Family dermatology life quality index:
Parents or guardian of each children will be asked to fill the questionnaire intended to
measure quality of life of family members whose relative have dermatological conditions. The
standardized nepali version of FDLQI (MKA Basra, AY Finlay. Cardiff University 2005) will be
used. Questions concern the influence of disease on parents QOL in the last month. Each
question can be answered by selecting 1 out of 4 answers scored 0-3. The maximum score is 30
points and minimum 0 point. The higher the score lower the parents QOL.
Severity Index (SCORAD) It uses the rule of nine to assess extent of disease and evaluates
five clinical characteristics to determine disease severity: i) erythema, ii) edema/
papulation, iii) oozing/crusts, iv) excoriation and v) lichenification.
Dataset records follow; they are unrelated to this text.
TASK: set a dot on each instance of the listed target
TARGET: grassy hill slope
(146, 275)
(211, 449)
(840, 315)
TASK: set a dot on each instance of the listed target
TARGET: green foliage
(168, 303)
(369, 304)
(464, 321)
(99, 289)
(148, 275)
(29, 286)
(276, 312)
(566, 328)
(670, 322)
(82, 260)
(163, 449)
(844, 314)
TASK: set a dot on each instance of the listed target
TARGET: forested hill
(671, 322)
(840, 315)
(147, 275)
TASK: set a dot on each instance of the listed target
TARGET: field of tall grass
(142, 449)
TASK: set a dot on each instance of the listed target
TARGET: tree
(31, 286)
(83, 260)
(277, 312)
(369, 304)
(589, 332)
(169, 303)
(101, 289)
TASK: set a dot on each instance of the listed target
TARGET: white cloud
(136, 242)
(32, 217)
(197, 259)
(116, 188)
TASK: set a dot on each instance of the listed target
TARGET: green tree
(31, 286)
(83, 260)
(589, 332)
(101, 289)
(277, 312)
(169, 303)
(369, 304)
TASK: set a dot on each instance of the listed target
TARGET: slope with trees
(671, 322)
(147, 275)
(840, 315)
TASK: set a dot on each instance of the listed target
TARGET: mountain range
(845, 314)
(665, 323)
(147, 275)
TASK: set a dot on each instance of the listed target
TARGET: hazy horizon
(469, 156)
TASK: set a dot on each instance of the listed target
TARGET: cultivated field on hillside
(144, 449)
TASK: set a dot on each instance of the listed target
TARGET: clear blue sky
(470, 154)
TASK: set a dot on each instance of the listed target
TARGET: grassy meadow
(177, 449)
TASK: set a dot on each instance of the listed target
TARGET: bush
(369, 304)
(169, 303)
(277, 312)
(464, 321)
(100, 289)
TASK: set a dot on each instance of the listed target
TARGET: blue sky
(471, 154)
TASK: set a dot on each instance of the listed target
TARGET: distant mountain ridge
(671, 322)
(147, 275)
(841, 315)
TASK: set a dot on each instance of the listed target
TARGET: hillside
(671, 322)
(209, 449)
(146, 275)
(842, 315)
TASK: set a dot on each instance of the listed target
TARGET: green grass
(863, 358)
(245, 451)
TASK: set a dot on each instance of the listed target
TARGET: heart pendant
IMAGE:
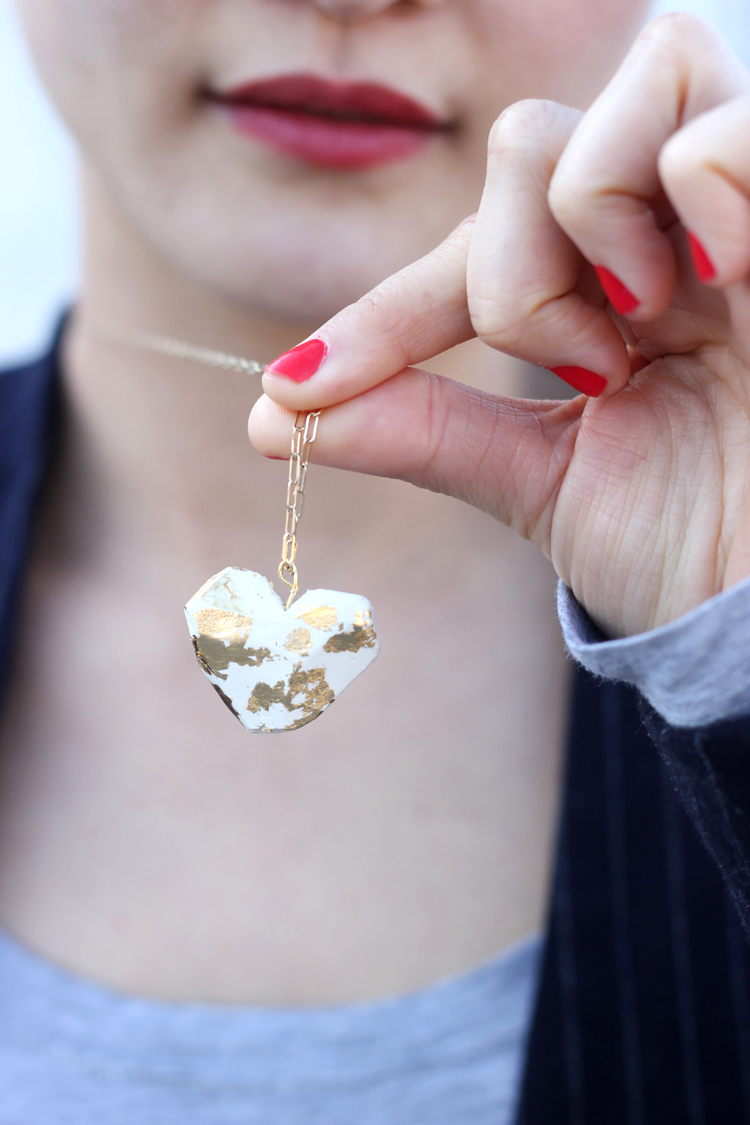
(277, 668)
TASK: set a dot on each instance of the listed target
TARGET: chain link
(179, 349)
(303, 437)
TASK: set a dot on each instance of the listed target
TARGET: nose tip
(353, 11)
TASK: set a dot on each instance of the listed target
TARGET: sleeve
(694, 678)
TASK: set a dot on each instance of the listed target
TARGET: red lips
(333, 125)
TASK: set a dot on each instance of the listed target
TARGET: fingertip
(580, 378)
(269, 428)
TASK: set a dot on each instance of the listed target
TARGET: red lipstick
(337, 125)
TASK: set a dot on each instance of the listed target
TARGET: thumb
(504, 456)
(412, 316)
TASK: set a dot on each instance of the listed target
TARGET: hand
(641, 495)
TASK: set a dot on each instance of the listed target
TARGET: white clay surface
(278, 668)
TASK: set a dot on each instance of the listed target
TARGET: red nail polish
(622, 299)
(301, 362)
(704, 267)
(588, 383)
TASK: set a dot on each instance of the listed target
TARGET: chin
(298, 268)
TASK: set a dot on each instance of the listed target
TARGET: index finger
(412, 316)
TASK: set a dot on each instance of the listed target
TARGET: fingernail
(588, 383)
(702, 263)
(622, 299)
(301, 362)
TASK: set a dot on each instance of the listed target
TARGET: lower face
(289, 154)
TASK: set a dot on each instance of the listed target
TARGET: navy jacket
(642, 1015)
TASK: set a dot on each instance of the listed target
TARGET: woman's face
(296, 196)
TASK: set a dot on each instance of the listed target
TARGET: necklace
(276, 665)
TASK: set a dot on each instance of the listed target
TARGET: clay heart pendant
(277, 668)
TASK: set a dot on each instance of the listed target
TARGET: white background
(38, 213)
It also assesses
subjective symptoms of pruritus and sleep loss with Visual Analogue Scales (VAS).
Based on SCORAD score, AD is categorized as
- Mild AD (SCORAD <25)
- Moderate (SCORAD 25-50)
- Severe (SCORAD >50)
Statistical Analysis:
Statistical analysis will be conducted both per protocol and intention to treat population
(defined as all enrolled children to whom study drug will be given; with the last observation
carried forward) basis using two sided tests.
Statistical methods proposed:
1. Descriptive statistics will be summarized as mean, median, percentage, standard
deviation (SD) and interquartile range along with appropriate graphical and tabular
presentation.
2. Intragroup SCORAD index and FDLQI score will be compared by paired t-test and between
the groups by independent t- test.
3. In case of nonparametric data Mann- Whitney U test for independent groups and Wilcoxon
signed- rank test for paired group will be used.
4. Chi-square test will be used to compare the categorical data. All statistical tests will
be carried out at a significance level P<0.05.